Un philosophe s'interroge sur la signification et les origines de l'envolée des prix de l'art contemporain.

Comment s'expliquent les prix extravagants atteints aujourd'hui par l'art contemporain ? De quand date ce phénomène ? Que révèle-t-il sur la façon de percevoir la valeur esthétique d'une œuvre ? Pourquoi affecte-t-il les arts visuels et non les autres formes de création artistique ? Telles sont quelques-unes des questions auxquelles tente ici de répondre le philosophe Jean-Joseph Goux, professeur à l'Université Rice à Houston et à qui l'on doit plusieurs livres sur l'interaction entre l'économie et la production symbolique. Comme l'indique le sous-titre de son livre, il nous invite à remonter aux débuts de la modernité, c'est-à-dire à Manet et aux impressionnistes, mais aussi à Zola (dont on a plaisir à retrouver le portrait par Manet en couverture). Si Zola a semblé, en effet, dans L'Œuvre (1886), prendre ses distances avec l'avant-garde picturale – et l'on sait à quel point Cézanne, pensant se reconnaître dans le personnage de Claude Lantier, en fut blessé –, il le fait dans des termes qui ne manquent pas de pertinence. Cette tragédie de l'œuvre impossible est une allégorie de l'opposition entre l'art académique et la peinture moderne. Dans l'art traditionnel, art rassurant par nature, le connaisseur prise par-dessus tout le fini de l'exécution.

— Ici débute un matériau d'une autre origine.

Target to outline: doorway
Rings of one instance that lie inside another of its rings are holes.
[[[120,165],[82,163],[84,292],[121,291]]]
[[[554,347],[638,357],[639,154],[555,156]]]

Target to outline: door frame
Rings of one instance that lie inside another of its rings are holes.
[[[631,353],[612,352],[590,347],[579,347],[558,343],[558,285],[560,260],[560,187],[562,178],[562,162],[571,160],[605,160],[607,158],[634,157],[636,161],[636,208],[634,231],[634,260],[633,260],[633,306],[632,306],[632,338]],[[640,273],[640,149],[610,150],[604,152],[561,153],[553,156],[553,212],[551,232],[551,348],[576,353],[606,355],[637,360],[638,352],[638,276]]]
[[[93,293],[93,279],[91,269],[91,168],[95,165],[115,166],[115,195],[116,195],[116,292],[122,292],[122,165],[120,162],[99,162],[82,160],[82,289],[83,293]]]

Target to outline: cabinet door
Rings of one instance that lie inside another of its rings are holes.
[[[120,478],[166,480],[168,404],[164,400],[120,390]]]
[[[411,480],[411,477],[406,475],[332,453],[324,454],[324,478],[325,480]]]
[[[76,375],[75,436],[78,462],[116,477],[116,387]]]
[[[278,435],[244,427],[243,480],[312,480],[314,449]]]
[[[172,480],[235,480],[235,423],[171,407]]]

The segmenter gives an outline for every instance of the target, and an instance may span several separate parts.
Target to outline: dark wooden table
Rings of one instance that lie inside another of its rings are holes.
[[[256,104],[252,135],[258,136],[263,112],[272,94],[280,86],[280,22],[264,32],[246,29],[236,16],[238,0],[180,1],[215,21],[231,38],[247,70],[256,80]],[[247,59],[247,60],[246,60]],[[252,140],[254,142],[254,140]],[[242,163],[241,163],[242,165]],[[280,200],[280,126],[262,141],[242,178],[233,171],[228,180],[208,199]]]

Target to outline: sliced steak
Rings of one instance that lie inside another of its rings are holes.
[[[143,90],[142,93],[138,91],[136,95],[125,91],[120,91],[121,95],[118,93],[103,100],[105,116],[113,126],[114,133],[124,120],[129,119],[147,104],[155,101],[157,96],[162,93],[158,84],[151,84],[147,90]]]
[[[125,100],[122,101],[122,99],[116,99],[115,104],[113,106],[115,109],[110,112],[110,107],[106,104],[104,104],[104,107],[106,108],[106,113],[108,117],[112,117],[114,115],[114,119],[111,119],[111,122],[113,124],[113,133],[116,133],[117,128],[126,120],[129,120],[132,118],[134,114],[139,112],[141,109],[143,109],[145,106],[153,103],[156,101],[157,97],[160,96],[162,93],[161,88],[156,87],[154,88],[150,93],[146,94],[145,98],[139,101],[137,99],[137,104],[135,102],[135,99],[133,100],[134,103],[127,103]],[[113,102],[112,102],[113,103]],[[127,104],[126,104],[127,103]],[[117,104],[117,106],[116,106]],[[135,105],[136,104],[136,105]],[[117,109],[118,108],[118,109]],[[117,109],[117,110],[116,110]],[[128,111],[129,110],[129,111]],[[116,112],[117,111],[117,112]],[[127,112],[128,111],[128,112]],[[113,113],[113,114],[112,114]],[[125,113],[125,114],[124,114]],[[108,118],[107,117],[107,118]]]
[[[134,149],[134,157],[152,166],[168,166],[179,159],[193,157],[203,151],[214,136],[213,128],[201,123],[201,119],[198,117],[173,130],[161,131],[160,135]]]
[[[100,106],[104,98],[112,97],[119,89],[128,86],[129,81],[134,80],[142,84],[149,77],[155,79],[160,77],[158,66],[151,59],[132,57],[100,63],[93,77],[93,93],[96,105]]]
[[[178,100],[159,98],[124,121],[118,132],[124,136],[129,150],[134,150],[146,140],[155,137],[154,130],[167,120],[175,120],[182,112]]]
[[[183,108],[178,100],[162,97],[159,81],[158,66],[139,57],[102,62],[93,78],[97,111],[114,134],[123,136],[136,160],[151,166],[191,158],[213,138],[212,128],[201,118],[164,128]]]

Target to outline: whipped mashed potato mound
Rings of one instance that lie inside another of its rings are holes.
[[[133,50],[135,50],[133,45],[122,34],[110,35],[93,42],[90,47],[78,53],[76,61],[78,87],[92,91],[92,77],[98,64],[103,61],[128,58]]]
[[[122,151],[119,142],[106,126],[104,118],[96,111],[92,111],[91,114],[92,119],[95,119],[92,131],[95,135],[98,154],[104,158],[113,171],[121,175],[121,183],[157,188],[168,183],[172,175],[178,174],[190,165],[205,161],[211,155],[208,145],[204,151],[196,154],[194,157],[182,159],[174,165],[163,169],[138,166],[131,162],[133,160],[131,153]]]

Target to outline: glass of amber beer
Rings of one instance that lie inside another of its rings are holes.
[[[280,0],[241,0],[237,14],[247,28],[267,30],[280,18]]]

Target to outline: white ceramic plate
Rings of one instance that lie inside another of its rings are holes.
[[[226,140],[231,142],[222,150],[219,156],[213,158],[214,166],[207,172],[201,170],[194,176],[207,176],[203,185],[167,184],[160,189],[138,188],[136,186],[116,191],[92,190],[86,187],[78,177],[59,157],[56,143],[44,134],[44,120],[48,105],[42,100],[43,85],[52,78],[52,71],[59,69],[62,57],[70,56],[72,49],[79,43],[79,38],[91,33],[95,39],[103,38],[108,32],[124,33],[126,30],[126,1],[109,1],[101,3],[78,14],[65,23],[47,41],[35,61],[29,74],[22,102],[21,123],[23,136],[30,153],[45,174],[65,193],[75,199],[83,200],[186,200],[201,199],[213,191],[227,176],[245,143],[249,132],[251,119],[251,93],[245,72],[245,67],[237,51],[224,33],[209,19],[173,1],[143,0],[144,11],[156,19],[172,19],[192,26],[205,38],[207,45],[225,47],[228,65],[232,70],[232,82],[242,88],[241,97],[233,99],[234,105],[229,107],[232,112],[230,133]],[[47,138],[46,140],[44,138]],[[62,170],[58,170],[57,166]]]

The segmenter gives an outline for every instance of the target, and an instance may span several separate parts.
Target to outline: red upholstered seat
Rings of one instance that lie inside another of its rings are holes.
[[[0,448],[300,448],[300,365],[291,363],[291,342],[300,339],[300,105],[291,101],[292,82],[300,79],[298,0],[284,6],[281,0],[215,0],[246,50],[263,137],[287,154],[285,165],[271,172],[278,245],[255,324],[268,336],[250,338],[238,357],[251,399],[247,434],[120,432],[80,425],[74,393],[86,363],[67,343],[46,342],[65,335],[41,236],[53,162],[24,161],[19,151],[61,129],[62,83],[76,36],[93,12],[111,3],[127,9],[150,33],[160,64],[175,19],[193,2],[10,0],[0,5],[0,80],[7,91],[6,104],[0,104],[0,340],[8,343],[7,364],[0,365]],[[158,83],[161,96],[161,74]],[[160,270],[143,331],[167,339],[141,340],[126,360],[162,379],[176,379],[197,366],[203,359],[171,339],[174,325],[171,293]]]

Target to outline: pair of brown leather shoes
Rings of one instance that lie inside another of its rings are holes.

Si l'art moderne dérange, c'est qu'il est originalité, recherche, qu'il se montre en train de se faire, quitte à donner une impression d'un travail inachevé. Et Zola a parfaitement saisi, même s'il la met en scène de façon quelque peu caricaturale, l'évolution du marché de l'art, lorsqu'il oppose le père Malgras, prudent et madré, mais aux instincts d'amateur – on pense, par exemple, à Clovis Sagot, le premier marchand de Picasso – à Naudet, dont le souci principal est l'argent, et qui vend la peinture comme un placement en bourse ; et il est piquant de constater, comme le rappelle J.-J. Goux, que Zola lui-même, vingt ans plus tôt, avait vanté Manet à l'aide d'arguments de ce type, et que le perspicace Mallarmé, dans un article de 1876, parlait à propos de l'insuccès des impressionnistes en France de "malentendu commercial".

Nous sommes évidemment aux antipodes du jugement esthétique tel que le définit Kant dans la Critique de la faculté de juger, et dont la caractéristique fondamentale est d'être désintéressé. Ce n'est d'ailleurs pas faire injure à Kant que de souligner qu'il se situe du point de vue de la pure perception esthétique et d'une conception idéale, winckelmannienne, de l'art, dont l'essence est la beauté. Qu'il se soit ou non rappelé le bruit fait en 1741 lors de la vente Crozat, qu'il ait prêté ou non attention aux sommes alors jugées colossales dépensées par Catherine II dans les années 1770 pour acquérir les collections Brühl, Julienne et Gaignat, ce n'est pas la perspective du marché de l'art qui intéressait Kant. À l'inverse, si le concept de beauté peut sembler le plus souvent inopérant à propos d'art contemporain – on hésitera à coup sûr à l'appliquer à Damien Hirst ou à Jeff Koons – il n'est pas interdit non plus de trouver beau un Picasso, un Pollock ou un Rothko – pour ne rien dire de Matisse, de Giacometti ou de Noguchi – et on peut estimer que, dans ces limites, les analyses de Kant n'ont pas perdu leur validité.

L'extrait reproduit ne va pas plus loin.